11 February 2015

JORN: Australian Defence Force (ADF) OTH radar

Australia’s Jindalee Operational Radar Network (JORN) is operated by the Australian Defence Force (ADF) and comprises three Over The Horizon Backscattered Radar systems and forms part of a layered surveillance network providing coverage of Australia’s northern approaches.

JORN is an FMCW "burst system" covering 10 Khz bandwidth with different sweeprates, this feature is clearly visible in its spectrum:

I heard a quite long session from JORN on 11 February, at 1240z on 18589.0 KHz. According to my observations on the received session, the system transmits sequences of 5 bursts on 10KHz bandwidth, each burst contains 64 sweeps and a single sequence is 9.5 seconds long.

Each burst switches the radar swee-prate to short range (high sweprates) and to long range (lower sweeprates) and is "announced" by an intro-tone (a "pilot tone" one ?) at the center QRG: I do not know if these tones are for sync purposes of the receiving system.

b1: 28us sweep width
b2: 24us sweep width
b3: 30us sweep width
b4: 27us sweep width
b5: 25us sweep width

(the accuracy of the measurements depends on me and the used tool)

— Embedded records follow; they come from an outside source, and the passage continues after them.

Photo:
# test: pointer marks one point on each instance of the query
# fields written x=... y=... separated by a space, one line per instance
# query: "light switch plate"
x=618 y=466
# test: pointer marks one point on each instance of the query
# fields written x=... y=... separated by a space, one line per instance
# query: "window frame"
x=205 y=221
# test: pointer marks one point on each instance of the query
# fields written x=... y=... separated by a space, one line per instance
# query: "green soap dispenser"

The Australian Defence Force (ADF) currently operates three OTHR systems as part of the Jindalee Operational Radar Network (JORN). These radars are dispersed across Australia — at Longreach in Queensland, Laverton in Western Australia and Alice Springs in the Northern Territory — to provide surveillance coverage of Australia’s northern approaches.
• Radar data from these sensors is conveyed to the JORN Coordination Centre (JCC) within the Air Force’s No 1 Radar Surveillance Unit (1RSU) at RAAF Base Edinburgh in South Australia. 1RSU is tasked by higher headquarters to operate the JORN capability on a daily basis.
• JORN does not operate on a 24 hour basis except during military contingencies. Defence’s peacetime use of JORN focuses on those objects that the system has been designed to detect, thus ensuring efficient use of resources.
• The JORN radars have an operating range of 1000–3000km, as measured from the radar array. Figure 2 depicts the locations of the three OTHR systems and the JCC, and highlights the coverage of each radar. Of note, the Alice Springs and Longreach radars cover an arc of 90 degrees each, whereas the Laverton OTHR coverage area extends through 180 degrees.
JORN is expected to detect air objects equivalent in size to a BAe Hawk-127 aircraft or larger and maritime objects equivalent in size and construction to an Armidale-class patrol boat or larger.

JORN is currently undergoing a capability upgrade under JP2025 Phase 5 (1987 Defence White Paper, Joint Project 2025). This project will incrementally deliver a number of capability enhancements to the current JORN radars located at Longreach and Laverton, and will compliment upgrades delivered under Phases 3 and 4 to bring these radars up to the current technological specification of the OTHR at Alice Springs. Phase 5 will also integrate the Alice Spring OTHR into the Jindalee Operational Radar Network.
• The capability upgrade under JP2025 Phase 5 is based on the specifications originally described in the 1987 Department of Defence White Paper, ‘The Defence of Australia’.